Najszybciej na najnowsze wydarzenia zareagowały media amerykańskie. O ile pierwsze komentarze były powściągliwe i ograniczały się do podsumowania wystąpienia Władimira Putina, w którym podważył on prawo Ukrainy do samostanowienia, o tyle rano można było przeczytać już konkretniejsze, niepozostawiające wątpliwości stanowiska. „New York Times” pisał o „wysłaniu przez Rosję wojsk” do Donieckiej i Ługańskiej Republiki Ludowej, dwóch „prorosyjskich separatystycznych obszarów na terytorium Ukrainy”. W ten sposób gazeta podkreśliła – wbrew wciąż często używanej przez różne media prorosyjskiej narracji – że utrzymywane przez Kreml marionetkowe republiki nie są niezależnymi regionami, tylko nielegalnie zajętą częścią Ukrainy. „NYT” dodaje, że działania Putina zostały natychmiast potępione przez Radę Bezpieczeństwa ONZ, która uznała je za sprzeczne z prawem międzynarodowym.

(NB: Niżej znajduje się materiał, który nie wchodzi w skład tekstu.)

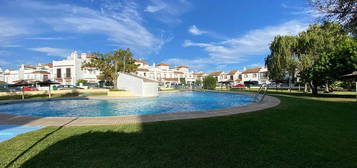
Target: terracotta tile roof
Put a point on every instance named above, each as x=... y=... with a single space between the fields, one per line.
x=215 y=73
x=232 y=72
x=178 y=72
x=162 y=64
x=29 y=66
x=182 y=66
x=141 y=61
x=251 y=70
x=41 y=72
x=91 y=56
x=171 y=79
x=142 y=70
x=49 y=65
x=199 y=74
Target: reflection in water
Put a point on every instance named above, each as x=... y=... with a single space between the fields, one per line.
x=165 y=103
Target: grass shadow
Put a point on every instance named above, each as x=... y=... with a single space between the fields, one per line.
x=297 y=133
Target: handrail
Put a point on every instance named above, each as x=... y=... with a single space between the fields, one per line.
x=261 y=91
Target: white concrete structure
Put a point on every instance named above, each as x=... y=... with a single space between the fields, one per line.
x=69 y=71
x=30 y=73
x=137 y=85
x=2 y=78
x=167 y=76
x=256 y=75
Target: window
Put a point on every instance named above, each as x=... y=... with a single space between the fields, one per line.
x=59 y=73
x=68 y=72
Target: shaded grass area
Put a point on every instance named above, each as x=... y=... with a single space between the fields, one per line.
x=298 y=133
x=340 y=94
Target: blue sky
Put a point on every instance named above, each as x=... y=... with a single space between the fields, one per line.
x=207 y=35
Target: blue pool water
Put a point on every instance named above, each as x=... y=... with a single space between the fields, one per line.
x=167 y=102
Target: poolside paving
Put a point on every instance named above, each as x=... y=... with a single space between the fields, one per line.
x=268 y=102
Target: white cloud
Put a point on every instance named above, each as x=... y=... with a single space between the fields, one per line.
x=304 y=11
x=3 y=62
x=120 y=22
x=44 y=38
x=238 y=49
x=195 y=31
x=10 y=29
x=52 y=51
x=168 y=11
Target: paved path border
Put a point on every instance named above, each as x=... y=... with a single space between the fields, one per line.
x=268 y=102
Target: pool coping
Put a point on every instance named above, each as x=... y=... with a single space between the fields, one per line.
x=5 y=118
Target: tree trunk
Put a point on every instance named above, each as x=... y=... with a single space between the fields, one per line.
x=313 y=87
x=327 y=88
x=305 y=88
x=115 y=83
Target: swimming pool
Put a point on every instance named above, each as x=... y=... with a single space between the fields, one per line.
x=166 y=102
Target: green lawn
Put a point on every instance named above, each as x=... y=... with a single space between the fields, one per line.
x=301 y=132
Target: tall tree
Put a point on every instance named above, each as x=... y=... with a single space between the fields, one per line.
x=110 y=64
x=282 y=60
x=343 y=11
x=315 y=48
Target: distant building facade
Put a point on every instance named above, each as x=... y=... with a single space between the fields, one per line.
x=69 y=71
x=166 y=75
x=258 y=75
x=29 y=73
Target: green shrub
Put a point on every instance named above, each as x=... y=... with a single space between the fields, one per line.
x=116 y=90
x=209 y=83
x=84 y=82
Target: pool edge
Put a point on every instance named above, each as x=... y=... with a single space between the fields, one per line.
x=5 y=118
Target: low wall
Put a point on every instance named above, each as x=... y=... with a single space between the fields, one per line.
x=55 y=92
x=119 y=94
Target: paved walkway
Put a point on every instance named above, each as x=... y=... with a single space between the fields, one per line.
x=268 y=102
x=9 y=131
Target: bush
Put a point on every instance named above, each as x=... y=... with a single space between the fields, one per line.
x=84 y=82
x=209 y=83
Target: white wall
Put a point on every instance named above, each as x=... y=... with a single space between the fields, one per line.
x=137 y=86
x=151 y=89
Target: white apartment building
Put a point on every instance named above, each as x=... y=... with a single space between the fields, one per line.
x=231 y=78
x=29 y=73
x=69 y=71
x=164 y=74
x=256 y=75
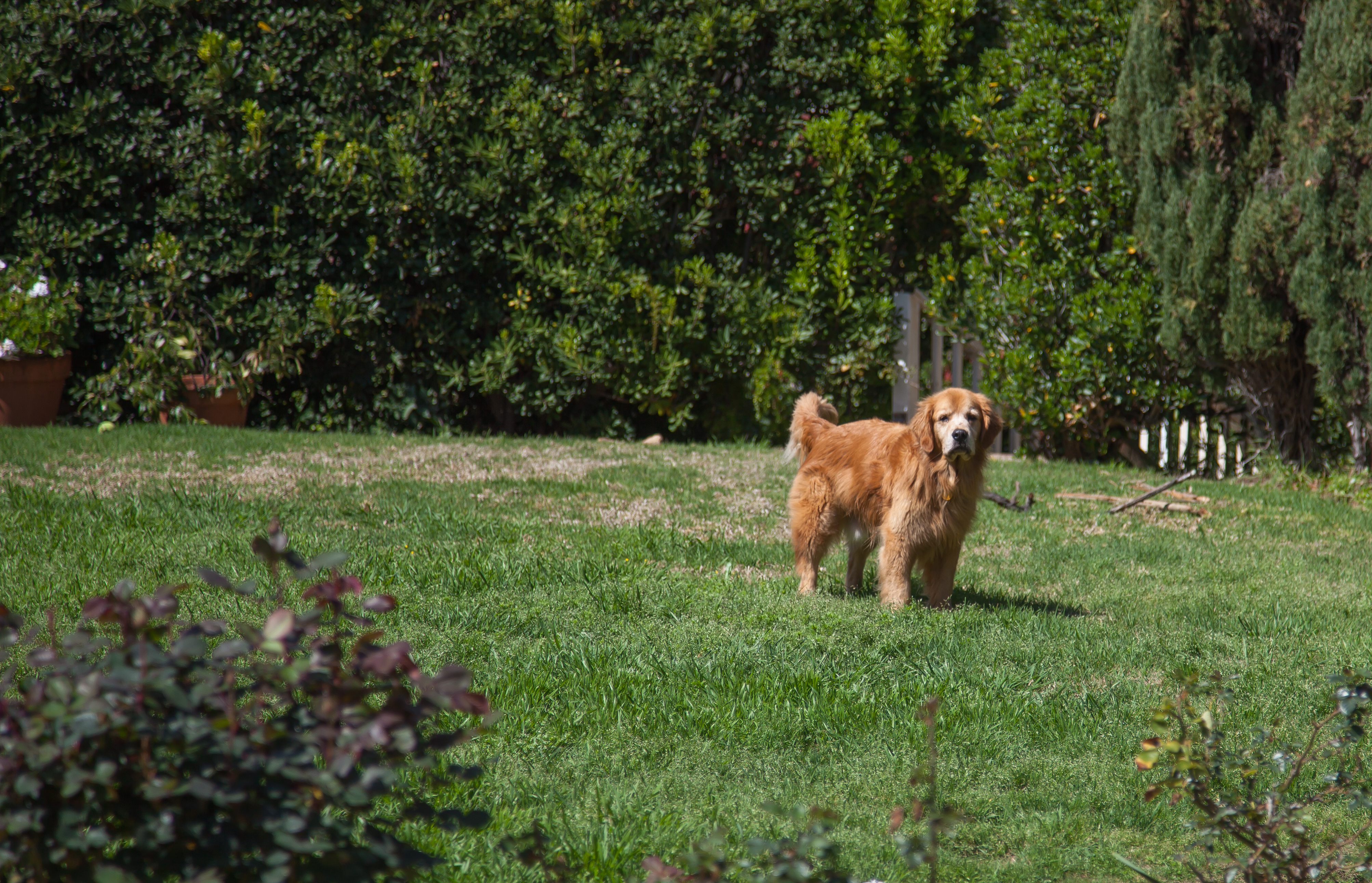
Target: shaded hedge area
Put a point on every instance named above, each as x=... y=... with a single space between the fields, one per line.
x=590 y=217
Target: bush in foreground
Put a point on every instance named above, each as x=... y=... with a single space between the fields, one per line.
x=138 y=752
x=1265 y=811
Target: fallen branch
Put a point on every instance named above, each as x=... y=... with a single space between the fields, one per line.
x=1127 y=504
x=1163 y=505
x=1178 y=495
x=1013 y=504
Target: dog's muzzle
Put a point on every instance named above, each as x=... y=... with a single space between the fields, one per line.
x=961 y=444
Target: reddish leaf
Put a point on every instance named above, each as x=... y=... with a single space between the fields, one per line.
x=659 y=871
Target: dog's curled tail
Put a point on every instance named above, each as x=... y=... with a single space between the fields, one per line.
x=811 y=417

Czytaj też: Inwazja na Ukrainę właśnie się zaczęła
To inwazja. Nazywajmy rzeczy po imieniu
Gazeta jest jednak mocno krytyczna wobec reakcji amerykańskich polityków na eskalację kryzysu. W relacji na żywo dziennikarze kilkakrotnie podkreślali, że wciąż nie wiadomo, jaki będzie zakres sankcji nałożonych w rewanżu przez Biały Dom. Dziennik zauważa też hipokryzję kongresmenów Partii Demokratycznej. Od rana wzywają Joe Bidena do przyjęcia możliwie najbardziej bolesnych ograniczeń na bezpośrednie otoczenie prezydenta Rosji.